Episcopal fields teams in many sports, including softball, soccer, basketball, football, volleyball, baseball, powerlifting, wrestling, swimming, tennis, golf, track and field, cross-country, cheerleading, esports, and dance.

=== Athletic Facilities ===
The Episcopal football, soccer, and track teams competes at the Episcopal Stadium, which seats nearly 2000 patrons. The basketball team competes in the main gym with a capacity of 700 patrons, and the wrestling and volleyball teams play at the Annslee Laura Phillips Gym, and the Tennis team practices at the tennis courts. The Baseball and Softball teams play at their respective fields located on the northwest of campus. There is also a practice field located beyond the Episcopal Stadium

All of the athletic teams practice in the field house located next to the football field.

===State Championships===

==== In total, Episcopal has 111 State Titles across all sports ====
Source:

The boys' cross-country team won 25 state AA titles in a row from 1996 to 2020, And the Boys Cross Country team has 34 State championships in total. The Girls cross-country team has 4 State titles since 2018.

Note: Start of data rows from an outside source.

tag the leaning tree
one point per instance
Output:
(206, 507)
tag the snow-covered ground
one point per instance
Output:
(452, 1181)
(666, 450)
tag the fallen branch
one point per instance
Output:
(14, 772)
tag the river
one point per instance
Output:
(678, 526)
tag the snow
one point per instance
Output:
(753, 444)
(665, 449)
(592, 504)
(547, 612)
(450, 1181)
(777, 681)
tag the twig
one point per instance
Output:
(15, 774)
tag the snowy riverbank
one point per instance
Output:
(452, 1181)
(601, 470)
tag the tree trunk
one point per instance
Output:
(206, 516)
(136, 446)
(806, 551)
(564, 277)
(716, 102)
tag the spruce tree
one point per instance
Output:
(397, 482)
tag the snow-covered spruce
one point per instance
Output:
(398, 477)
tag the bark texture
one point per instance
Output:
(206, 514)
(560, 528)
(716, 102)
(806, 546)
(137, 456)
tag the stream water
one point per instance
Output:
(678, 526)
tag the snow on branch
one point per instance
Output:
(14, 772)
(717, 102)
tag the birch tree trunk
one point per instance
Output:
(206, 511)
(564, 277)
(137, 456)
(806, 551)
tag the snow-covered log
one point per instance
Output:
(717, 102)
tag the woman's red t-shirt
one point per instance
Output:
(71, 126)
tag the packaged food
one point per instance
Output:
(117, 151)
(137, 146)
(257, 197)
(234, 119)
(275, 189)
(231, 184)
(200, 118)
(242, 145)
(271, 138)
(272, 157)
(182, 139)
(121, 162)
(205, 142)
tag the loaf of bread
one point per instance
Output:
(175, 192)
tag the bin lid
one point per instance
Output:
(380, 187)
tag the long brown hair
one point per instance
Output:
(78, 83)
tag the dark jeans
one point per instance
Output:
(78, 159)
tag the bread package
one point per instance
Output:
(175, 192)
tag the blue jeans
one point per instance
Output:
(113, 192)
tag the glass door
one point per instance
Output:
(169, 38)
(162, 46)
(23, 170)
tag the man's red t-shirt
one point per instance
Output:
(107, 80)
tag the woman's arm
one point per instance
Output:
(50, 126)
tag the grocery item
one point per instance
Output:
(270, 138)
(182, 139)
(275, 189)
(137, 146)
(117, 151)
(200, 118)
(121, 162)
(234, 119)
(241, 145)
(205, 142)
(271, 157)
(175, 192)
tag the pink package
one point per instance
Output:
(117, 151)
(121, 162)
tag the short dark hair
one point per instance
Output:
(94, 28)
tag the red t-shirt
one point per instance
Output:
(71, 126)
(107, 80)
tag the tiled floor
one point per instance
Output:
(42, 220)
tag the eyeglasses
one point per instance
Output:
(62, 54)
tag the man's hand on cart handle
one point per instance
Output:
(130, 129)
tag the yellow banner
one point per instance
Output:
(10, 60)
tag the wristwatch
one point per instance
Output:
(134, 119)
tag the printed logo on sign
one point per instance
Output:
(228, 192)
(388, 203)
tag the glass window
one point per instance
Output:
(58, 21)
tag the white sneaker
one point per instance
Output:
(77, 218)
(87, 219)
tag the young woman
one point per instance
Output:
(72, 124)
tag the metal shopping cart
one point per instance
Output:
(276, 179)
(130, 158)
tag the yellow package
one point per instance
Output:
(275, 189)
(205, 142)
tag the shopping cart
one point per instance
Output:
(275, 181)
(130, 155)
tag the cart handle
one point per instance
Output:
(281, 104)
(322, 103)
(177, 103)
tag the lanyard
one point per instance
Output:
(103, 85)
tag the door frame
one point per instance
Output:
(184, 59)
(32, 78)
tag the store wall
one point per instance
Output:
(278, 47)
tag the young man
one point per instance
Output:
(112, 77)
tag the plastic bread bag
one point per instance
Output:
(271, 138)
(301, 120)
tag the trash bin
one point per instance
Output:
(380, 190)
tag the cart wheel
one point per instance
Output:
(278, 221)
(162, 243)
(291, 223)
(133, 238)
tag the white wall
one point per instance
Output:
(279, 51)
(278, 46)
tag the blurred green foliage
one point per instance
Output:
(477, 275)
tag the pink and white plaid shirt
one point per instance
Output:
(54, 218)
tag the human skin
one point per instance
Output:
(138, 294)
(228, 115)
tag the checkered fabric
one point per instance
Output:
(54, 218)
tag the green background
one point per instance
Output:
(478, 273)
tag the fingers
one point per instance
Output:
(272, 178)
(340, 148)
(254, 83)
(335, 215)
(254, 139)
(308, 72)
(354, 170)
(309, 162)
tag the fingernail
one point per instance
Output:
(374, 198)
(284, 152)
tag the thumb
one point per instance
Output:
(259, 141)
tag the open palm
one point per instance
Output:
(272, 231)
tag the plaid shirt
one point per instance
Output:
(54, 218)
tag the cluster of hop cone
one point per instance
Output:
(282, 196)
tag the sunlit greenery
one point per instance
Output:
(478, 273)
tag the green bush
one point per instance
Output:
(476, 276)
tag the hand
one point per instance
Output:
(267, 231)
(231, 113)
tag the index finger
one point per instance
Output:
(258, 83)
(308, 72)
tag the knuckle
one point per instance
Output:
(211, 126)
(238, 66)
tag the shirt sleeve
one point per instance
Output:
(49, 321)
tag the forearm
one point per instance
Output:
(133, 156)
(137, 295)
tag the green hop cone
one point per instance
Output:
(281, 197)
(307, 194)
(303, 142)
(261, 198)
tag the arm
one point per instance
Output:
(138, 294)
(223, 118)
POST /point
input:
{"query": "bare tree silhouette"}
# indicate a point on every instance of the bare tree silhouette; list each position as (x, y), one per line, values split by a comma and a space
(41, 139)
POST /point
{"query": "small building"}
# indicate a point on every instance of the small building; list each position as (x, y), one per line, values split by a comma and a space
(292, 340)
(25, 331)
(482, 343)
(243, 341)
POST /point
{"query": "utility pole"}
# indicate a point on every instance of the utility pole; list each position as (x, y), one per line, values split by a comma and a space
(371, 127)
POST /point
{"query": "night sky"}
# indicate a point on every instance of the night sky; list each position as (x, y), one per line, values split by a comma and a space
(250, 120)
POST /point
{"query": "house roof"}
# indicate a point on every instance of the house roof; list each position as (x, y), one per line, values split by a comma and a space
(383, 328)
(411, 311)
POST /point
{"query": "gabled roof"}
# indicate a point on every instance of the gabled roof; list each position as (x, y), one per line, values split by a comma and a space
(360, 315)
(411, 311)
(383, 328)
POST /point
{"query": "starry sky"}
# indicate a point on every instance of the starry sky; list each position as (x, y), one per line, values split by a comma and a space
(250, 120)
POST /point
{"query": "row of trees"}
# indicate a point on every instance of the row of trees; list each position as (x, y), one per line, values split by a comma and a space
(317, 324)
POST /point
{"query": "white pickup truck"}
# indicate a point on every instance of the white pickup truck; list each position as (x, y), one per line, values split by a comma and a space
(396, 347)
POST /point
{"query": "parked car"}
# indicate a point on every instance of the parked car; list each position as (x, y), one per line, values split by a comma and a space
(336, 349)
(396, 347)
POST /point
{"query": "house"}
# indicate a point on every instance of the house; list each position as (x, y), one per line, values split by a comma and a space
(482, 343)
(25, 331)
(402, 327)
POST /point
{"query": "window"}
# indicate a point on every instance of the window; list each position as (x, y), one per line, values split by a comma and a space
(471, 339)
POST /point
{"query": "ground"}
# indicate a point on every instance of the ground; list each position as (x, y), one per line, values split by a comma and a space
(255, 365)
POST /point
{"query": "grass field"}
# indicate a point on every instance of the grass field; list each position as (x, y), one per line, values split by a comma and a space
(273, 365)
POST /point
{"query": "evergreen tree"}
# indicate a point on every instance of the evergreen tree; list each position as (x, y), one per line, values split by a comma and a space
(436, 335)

The Boys Soccer team has 3 LHSAA state titles

The Golf team has 11 state titles

The Boys Track team has 18 State titles and the Girls Track team has 11 State titles

The Tennis team has 12 State Championships

The Baseball team won 1 state championship in 2004.

The Girls Powerlifting team has 4 state titles

The Swimming team has 2 state titles

The Girls Volleyball team has 11 state titles

==Notable alumni==
- Lear deBessonet, Class of 1998, Tony Award-nominated director
- Katherine Lindley Dodson, Class of 1995, a pediatrician who heroically sacrificed her life to save her employees in a hostage situation on January 26, 2021.
- Todd Graves, Class of 1990, founder of the Louisiana-based fast-food chain Raising Cane's Chicken Fingers.
- Kaylee Hartung, Class of 2003, Reporter for ABC News
- Van Hiles, Class of 1993, is a former NFL defensive back. He played collegiately for the University of Kentucky and in the NFL for the Chicago Bears.
- Zachary Miller, Class of 1993, Brigadier General, United States Army
- Brooks Nader, Class of 2015, model
- Meghan O'Leary, Class of 2003, Olympic rower

- Jimmy Williams, Class of 1997, NFL cornerback who graduated from Vanderbilt University and played for the Houston Texans, Seattle Seahawks, and San Francisco 49ers.
- Will Wright, Class of 1977, co-founder of the American game development company Maxis and creator of The Sims.

==Notable non-graduates==

- Reiley McClendon—actor, has appeared on such television shows as Will and Grace and CSI: Crime Scene Investigation.